There are some people who live in a dream world, and there are some who face reality; and then there are those who turn one into the other.

A nail is driven out by another nail. Habit is overcome by habit.

Concealed talent brings no reputation.

Don't give your advice before you are called upon.

Give light, and the darkness will disappear of itself.

Great abundance of riches cannot be gathered and kept by any man without sin.

In the kingdom of the blind, the one-eyed man is king.

It is the chiefest point of happiness that a man is willing to be what he is.

Nothing is as peevish and pedantic as men's judgments of one another.
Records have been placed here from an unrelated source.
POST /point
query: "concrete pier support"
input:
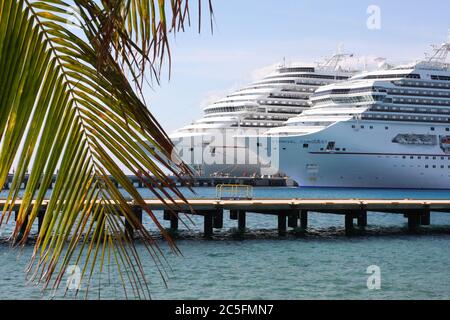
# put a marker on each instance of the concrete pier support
(129, 229)
(425, 217)
(304, 219)
(349, 229)
(174, 221)
(218, 219)
(41, 214)
(362, 219)
(241, 220)
(413, 222)
(208, 225)
(282, 224)
(293, 220)
(23, 227)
The desire to write grows with writing.

Prevention is better than cure.

Time takes away the grief of men.

Women, can't live with them, can't live without them.

When I get a little money I buy books; and if any is left I buy food and clothes.
- All from Desiderius Erasmus, 1466 - 1536

About:
Desiderius Erasmus was born Gerrit Gerritszoon at Rotterdam, Holland on 26 Oct in 1466 (1469?), probably. (There is no dispute over the date, the year is uncertain.) His parents weren't married, and he was orphaned by the plague at age thirteen, but managed to acquire a broad education and had made a reputation for himself throughout Renaissance Europe by age 30. He was the frequent guest and correspondent of kings, princes, the notable philosophers and theologians of his day, as well as being well connected with the Roman Catholic hierarchy which he later attacked. He went from humble, in fact disgraced, beginnings to fame and fortune entirely on the basis of his intellect and wit.